In the summer of 2004, while just starting as an intern at FierceMarkets, a coworker sent me an invitation to create a Gmail account and I’ve been following Google in some way, shape, or form, ever since. It often appears as though everything that the company slaps its name on or develops turns to gold and every market it enters, it dominates. Although this case reads a bit like the Wikipedia page of Google, it’s interesting to read the in-depth history of a company that I personally find intriguing.
What I found the most interesting is how Google is such a prime example of a company that does things correctly. Google has never type casted itself as a search engine company (read more about Ted Levitt and Marketing Malpractice in my previous post). Instead “Google’s mission is to organize the world’s information and make it universally accessible to all.” In addition, Google understands the importance of a shared value and vision and lives and breathes it.
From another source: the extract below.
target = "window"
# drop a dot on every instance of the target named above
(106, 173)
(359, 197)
Extremely important decisions are routinely based on the philosophy of “don’t be evil.” It truly impresses me that the company, which Fortune placed 2nd on its 2011 list of most admired companies, so closely follows the strategies that I am currently learning about as an MBA student.
Google seems to be doing nearly everything right, but being on top today does not ensure future success. Being on top means you must constantly fight to stay on top. The case asks what Google should do next and the clear answer to continue innovating. To date Google has been so successful because it has constantly changed and improved and developed and created. As long as the company can continue to hire the right people and focus on constant innovation, it will continue to be successful.